Quando ci si imbatte per la prima volta nell’idea di cervello tripartito, la prima reazione è quella di un wow!, con cui ci sembra di poter spiegare tutto. Si tratta della teoria formulata dallo psicologo evoluzionista Paul McLean nei primi anni Settanta, secondo cui di distinguono tre parti del cervello, ciascuna dedicata a funzioni distinte ma operanti in base ad una ‘gerarchia’, il cosiddetto principio di Jackson, secondo la quale le reazioni agli stimoli esterni partono dalle aree più antiche del cervello e si muovono verso le strutture di più recente formazione (dalle reazioni istintive di sopravvivenza, alla socialità delle emozioni fino al senso di sé). Naturalmente, si tratta di una componente molto ‘catchy’ di un fiume di ricerche neurologiche e neuroscientifiche che sono ancora nel pieno del loro sviluppo.

Eppure, schematizza in maniera molto efficace l’origine ‘evoluzionistica’ della struttura del nostro cervello e quindi dei nostri comportamenti. In realtà, a ben vedere, qualche anno prima, lo psicologo Abraham Maslow elaborava, per vie completamente diverse, una teoria sui bisogni motivazionali degli individui che ha molta attinenza con il cervello trino.

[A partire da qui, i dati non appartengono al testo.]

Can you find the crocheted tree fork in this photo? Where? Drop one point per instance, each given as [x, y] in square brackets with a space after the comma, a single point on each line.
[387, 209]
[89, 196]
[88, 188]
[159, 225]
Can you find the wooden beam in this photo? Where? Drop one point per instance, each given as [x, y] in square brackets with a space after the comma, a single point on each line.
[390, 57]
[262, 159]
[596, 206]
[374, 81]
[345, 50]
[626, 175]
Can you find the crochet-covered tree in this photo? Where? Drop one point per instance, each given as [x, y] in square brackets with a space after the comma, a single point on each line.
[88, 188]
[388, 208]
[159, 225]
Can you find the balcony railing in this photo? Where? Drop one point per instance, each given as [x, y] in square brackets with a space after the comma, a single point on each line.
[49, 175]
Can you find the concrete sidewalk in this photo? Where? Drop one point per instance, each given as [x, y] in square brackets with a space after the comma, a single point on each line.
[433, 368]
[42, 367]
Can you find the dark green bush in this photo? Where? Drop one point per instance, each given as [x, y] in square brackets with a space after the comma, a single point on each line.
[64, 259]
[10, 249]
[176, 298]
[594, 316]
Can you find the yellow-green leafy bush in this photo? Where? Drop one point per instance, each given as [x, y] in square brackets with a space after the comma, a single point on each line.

Maslow dedica i propri studi più importanti al tema della motivazione e sviluppa una teoria secondo cui i bisogni motivazionali di un essere umano si evolvono secondo una scala gerarchica (a piramide) che parte dai bisogni primari e fisiologici per arrivare a quelli superiori e secondari ovvero stima, sicurezza, affetto, amore e dar luogo all’autorealizzazione.

Si arrivò solo dopo la sua morte alla condensazione di questi concetti in un’altra immagine iconica: una piramide che parte dai bisogni primari per giungere al bisogno della realizzazione di sé; si sale di un gradino solo se quello che precede viene ‘soddisfatto’: non si saltano passaggi ‘motivazionali’!

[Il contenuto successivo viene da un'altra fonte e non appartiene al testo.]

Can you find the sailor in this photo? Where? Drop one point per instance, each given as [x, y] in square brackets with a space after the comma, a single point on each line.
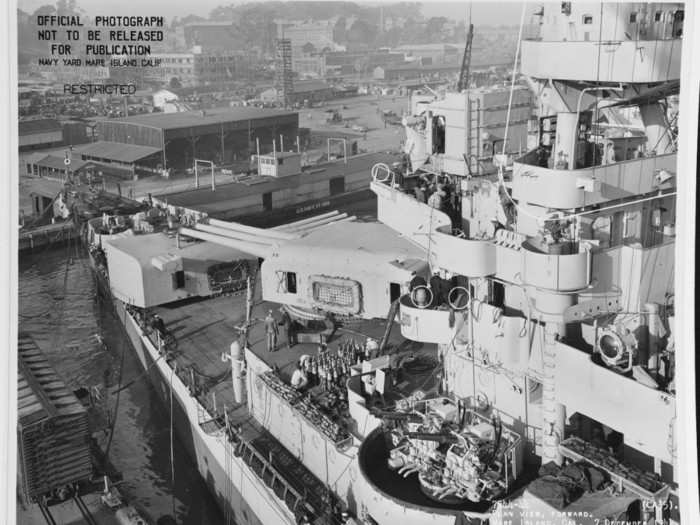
[435, 200]
[271, 332]
[299, 379]
[371, 349]
[416, 280]
[419, 192]
[288, 325]
[609, 154]
[436, 288]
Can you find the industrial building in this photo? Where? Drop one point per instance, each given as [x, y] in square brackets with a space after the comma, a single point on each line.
[311, 90]
[197, 67]
[40, 133]
[221, 135]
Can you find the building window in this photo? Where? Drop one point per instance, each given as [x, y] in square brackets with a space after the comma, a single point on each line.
[291, 282]
[179, 280]
[678, 17]
[267, 201]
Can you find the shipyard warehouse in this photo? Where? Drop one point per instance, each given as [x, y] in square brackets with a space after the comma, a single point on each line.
[222, 135]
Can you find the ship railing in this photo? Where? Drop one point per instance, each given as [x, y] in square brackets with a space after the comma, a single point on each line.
[263, 469]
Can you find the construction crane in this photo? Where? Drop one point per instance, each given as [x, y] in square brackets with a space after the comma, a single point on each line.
[463, 82]
[466, 61]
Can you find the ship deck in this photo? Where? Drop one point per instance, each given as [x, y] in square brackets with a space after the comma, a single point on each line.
[204, 329]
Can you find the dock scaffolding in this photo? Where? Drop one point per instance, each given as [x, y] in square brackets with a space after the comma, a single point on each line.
[283, 70]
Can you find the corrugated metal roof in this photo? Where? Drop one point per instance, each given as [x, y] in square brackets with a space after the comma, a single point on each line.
[186, 119]
[44, 125]
[117, 151]
[209, 201]
[53, 161]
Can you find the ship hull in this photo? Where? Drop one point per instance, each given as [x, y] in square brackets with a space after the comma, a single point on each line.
[239, 493]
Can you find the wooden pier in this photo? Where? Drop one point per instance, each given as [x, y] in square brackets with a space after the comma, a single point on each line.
[42, 236]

Maslow e i suoi eredi ci dicono che se non vengono appagati i bisogni primari non si ha la capacità di esprimere esigenze di livello superiore.

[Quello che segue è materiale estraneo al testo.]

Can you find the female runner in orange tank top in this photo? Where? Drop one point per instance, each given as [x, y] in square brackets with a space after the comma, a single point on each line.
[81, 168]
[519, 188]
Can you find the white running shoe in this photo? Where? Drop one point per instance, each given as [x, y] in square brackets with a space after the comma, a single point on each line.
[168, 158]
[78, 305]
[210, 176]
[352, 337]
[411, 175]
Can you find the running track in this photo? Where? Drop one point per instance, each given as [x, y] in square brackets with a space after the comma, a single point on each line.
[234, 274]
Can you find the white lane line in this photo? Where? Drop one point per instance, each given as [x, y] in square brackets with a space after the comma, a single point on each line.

Se ci pensate, questa gerarchia di bisogni ricorda molto la tripartizione della teoria di McLean: prima la sopravvivenza, poi le emozioni, poi il sé. Se non saranno soddisfatti i bisogni fisiologici, tutti gli altri non avranno significato (una specie di sequestro motivazionale!). Subito dopo tocca ai bisogni di sicurezza, di stabilità, di protezione; questi sono i bisogni che strutturano il comportamento e aprono la via alla socialità. In effetti, appena la sicurezza è acquisita, si comincia a pensare all’appartenenza, all’affettività. Ma l’essere umano non si completa qui: dalla stabilità emotiva si passa al desiderio di essere stimati e compresi (non solo dagli altri ma anche da sé stessi!). A questo livello si pone la spinta al miglioramento personale, la formazione dell’ambizione. E poi, si passa al bisogno di autorealizzazione, alla dedizione al pensiero e alle passioni astratte.

Lo stimolo motivazionale emerge quando l’individuo avverte un bisogno, inteso come la percezione di un gap fra la situazione attuale e il futuro desiderato. Possiamo dire che il bisogno rappresenta uno stato di insoddisfazione che induce l’individuo all’azione nell’intento di mutare la propria condizione.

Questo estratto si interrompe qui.